Bleiberg ('Blei' translates 'lead') was the centre for the mining of lead and zinc from the 14th century onwards. Ownership, once belonging to the diocese of Bamberg (in Baveria), passed to the House of Austria in 1753. In 1863 the Hapsburgs with the Bleiberger Bergwerks Union (BBU) set up a new management for the site. Although the BBU was one of the most modern underground mines in Europe, producing almost 500,000 tons of crude ore in 1979, the mine was operating in the red. Consequently it was closed for good in 1993.
The show mine Terra Montana conserves this 700-year-old tradition. A 68m long slide takes you down to a mine railway, with which you ride along 2km of the mine's gallery system. There, a 700m long circuit awaits you. At 14 stations information is provided about the working environment of the miners, as well as about the history of mining in the area and production methods. Part of the information is given by an animated figure, old Josef. Other information is provided by the tour guide, such as how the mining machinery is operated or - making all boys' hearts beat faster - a demonstration of blasting.

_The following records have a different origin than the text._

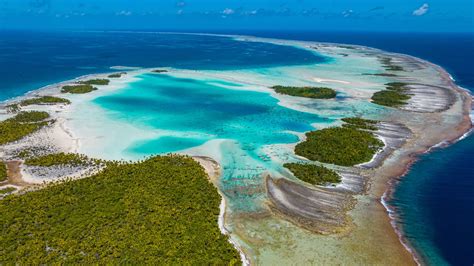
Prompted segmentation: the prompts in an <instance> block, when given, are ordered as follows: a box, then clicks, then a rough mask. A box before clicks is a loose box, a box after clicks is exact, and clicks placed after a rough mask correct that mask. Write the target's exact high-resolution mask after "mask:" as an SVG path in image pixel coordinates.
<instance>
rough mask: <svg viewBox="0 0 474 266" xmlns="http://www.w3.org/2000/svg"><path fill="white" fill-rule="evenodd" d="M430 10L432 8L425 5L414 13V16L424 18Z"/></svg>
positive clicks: (419, 8)
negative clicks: (424, 14)
mask: <svg viewBox="0 0 474 266" xmlns="http://www.w3.org/2000/svg"><path fill="white" fill-rule="evenodd" d="M429 8H430V6H429V5H428V4H426V3H425V4H423V5H422V6H420V8H418V9H416V10H415V11H413V16H423V15H424V14H426V12H428V9H429Z"/></svg>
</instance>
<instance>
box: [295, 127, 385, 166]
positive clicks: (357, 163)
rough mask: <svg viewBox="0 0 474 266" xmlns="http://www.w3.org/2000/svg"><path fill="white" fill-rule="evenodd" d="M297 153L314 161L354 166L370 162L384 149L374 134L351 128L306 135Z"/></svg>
mask: <svg viewBox="0 0 474 266" xmlns="http://www.w3.org/2000/svg"><path fill="white" fill-rule="evenodd" d="M306 137H307V139H306V141H304V142H301V143H299V144H297V145H296V148H295V153H296V154H298V155H300V156H303V157H306V158H308V159H310V160H313V161H319V162H323V163H331V164H337V165H342V166H353V165H356V164H360V163H364V162H367V161H370V160H371V159H372V157H373V156H374V154H375V153H376V152H377V151H378V150H379V149H380V148H381V147H383V142H382V141H380V140H379V139H377V138H376V137H375V136H374V135H373V134H372V133H370V132H366V131H362V130H359V129H355V128H350V127H333V128H325V129H322V130H318V131H312V132H309V133H306Z"/></svg>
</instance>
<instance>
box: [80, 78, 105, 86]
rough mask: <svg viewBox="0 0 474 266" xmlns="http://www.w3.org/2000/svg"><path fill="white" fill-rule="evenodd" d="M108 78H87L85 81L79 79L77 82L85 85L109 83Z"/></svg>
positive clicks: (92, 84) (91, 84) (104, 83)
mask: <svg viewBox="0 0 474 266" xmlns="http://www.w3.org/2000/svg"><path fill="white" fill-rule="evenodd" d="M109 82H110V80H108V79H89V80H85V81H79V82H78V83H79V84H85V85H109Z"/></svg>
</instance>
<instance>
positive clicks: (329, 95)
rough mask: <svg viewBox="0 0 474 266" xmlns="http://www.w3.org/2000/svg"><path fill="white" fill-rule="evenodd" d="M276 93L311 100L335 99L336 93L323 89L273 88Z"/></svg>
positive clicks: (302, 88)
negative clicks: (275, 91)
mask: <svg viewBox="0 0 474 266" xmlns="http://www.w3.org/2000/svg"><path fill="white" fill-rule="evenodd" d="M272 89H274V90H275V91H276V92H277V93H280V94H286V95H290V96H298V97H305V98H313V99H331V98H335V97H336V91H334V90H333V89H331V88H325V87H285V86H273V87H272Z"/></svg>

We would have loved to explore the Bleiberg mine even further. After all, the galleries extend over a length of 1,300-km (11 km from East to West, 1 km from North to South) and go down as deep as 850m, with the lowest gallery being only 87m above sea level. But also above ground the attentive hiker will come across evidence of earlier mining activities. For example in Mittewald ob Villach there are entrances to the Franz-Josef-Gallery along the hiking trail.
A side effect of the mining was that Bleiberg became established as a 'Bad' or a spa town: in 1951 a thermal water spring gushed into one of the galleries and a thermal bath was constructed as a consequence. The little spa is another popular bad-weather destination for Villach families with toddlers or children just learning to swim.